I did incredibly well for 21 days. Then I didn’t.
Eating is the weirdest thing. I ate better and pretty much felt better. I had some stomachaches but I figured that was due to the fact that I was eating better and my body didn’t understand. I didn’t want to go to bed at 7pm and I had more energy.
But I missed foods.
I missed the high I get with chocolate and I missed being able to reward myself with food or eat away a bad day.
My stomach was flatter and I looked much better in a swimming suit but I guess that isn’t enough for me to stay away from bad food.
I’m trying to find a middle ground and I’m failing miserably. I don’t seem to have any self control and it is driving me insane.

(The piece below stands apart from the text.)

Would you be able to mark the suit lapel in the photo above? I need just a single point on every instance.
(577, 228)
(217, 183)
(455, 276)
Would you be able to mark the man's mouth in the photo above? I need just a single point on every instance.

I go from being proud of my body because of everything it’s done and everything it can do to thinking this is a cop-out and an excuse to eat a Snickers.
Then I can’t decide how good I truly want to look in a bathing suit and who am I trying to look good for? Me? I’d prefer to be reading in sweats in bed. (Oh, and ANOTHER update: we don’t have a fireplace yet. Fireplace stores should have different hours.)
But when I’m in a bathing suit, I honestly do want to not embarrass myself. I’m just not in a bathing suit that often.
Maybe that should be my next diet plan:
I have to wear a bathing suit around the house.
I bet I snack less.
I also bet I answer the door less.
But only at the beginning. I have a feeling after a few incidences, people will stop coming around.